Awkward questions about Tibet, Hong Kong and human rights in China proper, it seems safe to predict, will not be allowed to spoil three days of toasts, carriage rides and banqueting. Treats include a stay-over for the President and his wife in the “Belgian suite” of Buckingham Palace, a state dinner hosted by the Queen, a dinner with the Prime Minister at Chequers, an address to Parliament, and meetings with selected scientists and stars.
Clearly, Britain is determined to do what it takes to become “China’s strongest supporter in the West”, to quote the Chinese ambassador to London, Liu Xiaoming. As a strategy, that is defensible in purely economic terms. Beijing is dangling the promise of investing more than £100bn in the UK in the next 10 years. As the economies of our European trading partners continue to stagnate, it makes sense to try to attract as much capital as possible from growing economies in Asia and elsewhere. This is already happening in fact. Chinese tourists may prefer Paris to London but for Chinese businessmen it has long been the other way around. China invested more in the UK over the past five years than in France, Germany and Italy combined.

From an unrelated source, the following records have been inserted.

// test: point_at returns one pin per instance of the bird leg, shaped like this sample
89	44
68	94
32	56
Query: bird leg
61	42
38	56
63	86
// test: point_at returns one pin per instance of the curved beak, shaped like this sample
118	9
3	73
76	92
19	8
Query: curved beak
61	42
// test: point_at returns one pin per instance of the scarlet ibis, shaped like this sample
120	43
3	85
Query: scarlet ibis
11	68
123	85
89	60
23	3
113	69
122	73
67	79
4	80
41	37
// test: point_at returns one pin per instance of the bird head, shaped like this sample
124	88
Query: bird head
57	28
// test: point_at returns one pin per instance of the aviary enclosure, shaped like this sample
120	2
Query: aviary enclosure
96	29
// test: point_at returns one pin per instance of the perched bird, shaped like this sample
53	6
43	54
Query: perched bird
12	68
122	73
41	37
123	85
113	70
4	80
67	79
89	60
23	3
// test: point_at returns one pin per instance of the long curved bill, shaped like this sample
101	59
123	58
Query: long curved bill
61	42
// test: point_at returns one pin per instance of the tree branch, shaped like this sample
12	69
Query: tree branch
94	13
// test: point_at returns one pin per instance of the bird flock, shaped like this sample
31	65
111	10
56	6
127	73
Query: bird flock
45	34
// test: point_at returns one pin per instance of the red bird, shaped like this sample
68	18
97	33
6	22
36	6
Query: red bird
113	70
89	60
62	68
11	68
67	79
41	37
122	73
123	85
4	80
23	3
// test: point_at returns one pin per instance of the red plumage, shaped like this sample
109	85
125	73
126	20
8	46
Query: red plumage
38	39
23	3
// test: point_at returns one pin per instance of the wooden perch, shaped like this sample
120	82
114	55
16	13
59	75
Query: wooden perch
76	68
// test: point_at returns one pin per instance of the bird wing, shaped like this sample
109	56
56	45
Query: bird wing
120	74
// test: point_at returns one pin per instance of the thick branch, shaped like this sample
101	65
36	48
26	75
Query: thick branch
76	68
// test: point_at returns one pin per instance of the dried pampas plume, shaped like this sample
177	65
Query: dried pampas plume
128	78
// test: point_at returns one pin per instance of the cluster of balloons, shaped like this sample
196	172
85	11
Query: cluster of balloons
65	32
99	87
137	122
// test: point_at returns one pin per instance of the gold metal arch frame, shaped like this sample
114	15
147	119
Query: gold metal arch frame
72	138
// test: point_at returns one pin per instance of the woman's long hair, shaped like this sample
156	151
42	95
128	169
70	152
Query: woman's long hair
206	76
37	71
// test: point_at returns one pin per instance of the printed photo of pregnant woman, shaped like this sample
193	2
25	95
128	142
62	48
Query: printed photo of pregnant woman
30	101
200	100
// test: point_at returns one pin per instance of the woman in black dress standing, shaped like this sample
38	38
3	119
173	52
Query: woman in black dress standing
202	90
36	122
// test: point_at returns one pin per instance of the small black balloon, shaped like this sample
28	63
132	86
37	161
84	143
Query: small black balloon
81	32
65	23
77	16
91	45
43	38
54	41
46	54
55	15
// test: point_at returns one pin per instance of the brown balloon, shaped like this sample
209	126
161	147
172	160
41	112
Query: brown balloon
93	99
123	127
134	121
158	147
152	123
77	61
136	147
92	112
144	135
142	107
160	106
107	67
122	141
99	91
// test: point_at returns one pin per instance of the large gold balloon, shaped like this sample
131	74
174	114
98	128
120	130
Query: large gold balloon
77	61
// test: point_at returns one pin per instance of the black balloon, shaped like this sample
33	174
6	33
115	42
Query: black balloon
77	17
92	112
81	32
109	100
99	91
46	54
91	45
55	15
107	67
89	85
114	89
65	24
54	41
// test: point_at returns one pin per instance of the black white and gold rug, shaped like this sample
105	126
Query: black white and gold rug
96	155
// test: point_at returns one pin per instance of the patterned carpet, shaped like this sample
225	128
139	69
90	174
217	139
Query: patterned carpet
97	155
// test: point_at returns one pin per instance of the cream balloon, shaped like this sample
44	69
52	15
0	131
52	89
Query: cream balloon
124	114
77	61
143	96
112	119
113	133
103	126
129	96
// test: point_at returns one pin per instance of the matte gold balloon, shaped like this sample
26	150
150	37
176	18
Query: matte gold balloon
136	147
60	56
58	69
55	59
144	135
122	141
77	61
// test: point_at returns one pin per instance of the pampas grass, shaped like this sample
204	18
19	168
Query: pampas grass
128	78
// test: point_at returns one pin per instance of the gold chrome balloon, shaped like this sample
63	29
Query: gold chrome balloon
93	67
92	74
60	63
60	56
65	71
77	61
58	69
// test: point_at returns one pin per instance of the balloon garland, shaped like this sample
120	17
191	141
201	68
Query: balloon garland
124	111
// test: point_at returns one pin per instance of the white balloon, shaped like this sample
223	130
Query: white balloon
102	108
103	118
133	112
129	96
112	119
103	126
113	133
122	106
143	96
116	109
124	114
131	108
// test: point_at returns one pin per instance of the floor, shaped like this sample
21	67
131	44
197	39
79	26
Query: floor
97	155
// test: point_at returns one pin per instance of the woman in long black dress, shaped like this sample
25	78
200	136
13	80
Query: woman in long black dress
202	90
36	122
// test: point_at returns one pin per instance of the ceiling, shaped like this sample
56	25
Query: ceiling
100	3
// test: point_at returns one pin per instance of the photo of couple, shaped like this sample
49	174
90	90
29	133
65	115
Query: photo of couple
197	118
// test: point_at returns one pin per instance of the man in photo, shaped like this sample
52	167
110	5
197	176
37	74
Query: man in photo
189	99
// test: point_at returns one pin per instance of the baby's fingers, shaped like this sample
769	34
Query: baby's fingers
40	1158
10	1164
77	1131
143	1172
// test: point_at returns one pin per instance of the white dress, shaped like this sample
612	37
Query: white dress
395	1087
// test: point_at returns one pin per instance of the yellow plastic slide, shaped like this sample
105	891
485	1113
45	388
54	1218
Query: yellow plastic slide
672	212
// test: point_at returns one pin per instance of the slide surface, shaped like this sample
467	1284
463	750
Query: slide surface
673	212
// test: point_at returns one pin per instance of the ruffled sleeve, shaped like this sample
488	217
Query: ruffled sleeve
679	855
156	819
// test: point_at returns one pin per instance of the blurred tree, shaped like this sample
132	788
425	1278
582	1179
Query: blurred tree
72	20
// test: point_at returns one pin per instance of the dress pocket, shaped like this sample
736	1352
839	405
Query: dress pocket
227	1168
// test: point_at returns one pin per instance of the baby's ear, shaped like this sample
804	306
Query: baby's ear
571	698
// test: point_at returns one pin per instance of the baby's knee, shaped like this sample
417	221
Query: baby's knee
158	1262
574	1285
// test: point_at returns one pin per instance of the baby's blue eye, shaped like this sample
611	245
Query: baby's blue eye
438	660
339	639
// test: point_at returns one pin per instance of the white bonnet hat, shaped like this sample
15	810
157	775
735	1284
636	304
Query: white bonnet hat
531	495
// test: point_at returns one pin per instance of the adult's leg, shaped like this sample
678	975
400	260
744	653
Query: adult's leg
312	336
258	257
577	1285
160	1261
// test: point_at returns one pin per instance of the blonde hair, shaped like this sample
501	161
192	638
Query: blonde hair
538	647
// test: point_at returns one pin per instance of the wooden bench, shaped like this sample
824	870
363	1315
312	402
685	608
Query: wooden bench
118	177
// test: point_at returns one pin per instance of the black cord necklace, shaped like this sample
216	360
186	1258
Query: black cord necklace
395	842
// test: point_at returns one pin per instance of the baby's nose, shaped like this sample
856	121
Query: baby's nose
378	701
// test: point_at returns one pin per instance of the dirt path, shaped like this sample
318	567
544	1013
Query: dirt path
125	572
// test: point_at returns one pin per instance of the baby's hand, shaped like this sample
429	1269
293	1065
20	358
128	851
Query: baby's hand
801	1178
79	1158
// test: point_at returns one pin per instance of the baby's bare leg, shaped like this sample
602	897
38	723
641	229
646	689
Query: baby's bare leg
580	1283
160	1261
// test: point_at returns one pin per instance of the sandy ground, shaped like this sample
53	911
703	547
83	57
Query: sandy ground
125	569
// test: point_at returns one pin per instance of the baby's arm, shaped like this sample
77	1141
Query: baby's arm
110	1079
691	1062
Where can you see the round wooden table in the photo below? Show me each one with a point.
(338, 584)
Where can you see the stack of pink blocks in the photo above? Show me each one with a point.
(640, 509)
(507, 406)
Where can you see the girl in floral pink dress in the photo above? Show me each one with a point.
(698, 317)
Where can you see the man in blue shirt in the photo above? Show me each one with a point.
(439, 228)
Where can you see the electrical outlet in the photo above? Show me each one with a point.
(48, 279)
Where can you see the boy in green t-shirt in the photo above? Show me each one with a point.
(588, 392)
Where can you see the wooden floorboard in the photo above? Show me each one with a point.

During the’s visit, as a taste of things to come, we should expect an announcement of Chinese backing for the new nuclear power station at Hinkley Point in Somerset. No one disputes the need to attract business from China. But it is embarrassing when this hunger for Chinese capital starts to look desperate, and when it makes our leaders willing to forgo even the most cautious discussion of China’s mixed human rights record. Only the Labour leader, Jeremy Corbyn, appears ready to strike a discordant note, having promised to raise his concerns with the President at a brief one-to-one meeting before tomorrow’s white-tie banquet. Mr Xi may dismiss Mr Corbyn as a figure of no consequence. But it is cheering that at least one senior British politician is ready to convey the message that not everyone endorses the argument that trade is all that matters and that our values are relative, depending on the amount of cash on the table.
China is in no sense the world’s most egregious violator of human rights. It is a more open and freer society than it was 20 or 30 years ago and Britain’s leaders will always argue that engagement is the way to make an improving situation better. However, there is a difference between engagement and the kind of forelock-tugging flattery that Mr Cameron and George Osborne seem bent on dishing out. This is the problem with the policy towards China – and not only towards that state: our friendship with Saudi Arabia is another case in point. It is not just the depressing signal it sends to human rights campaigners in those countries but the message it sends to the world.
Britain’s critics may say it has always been selective in its criticisms and only ever targeted the rights records of countries of no economic or strategic importance. The way our leaders are courting China is in danger of turning what was a suspicion into an undeniable fact.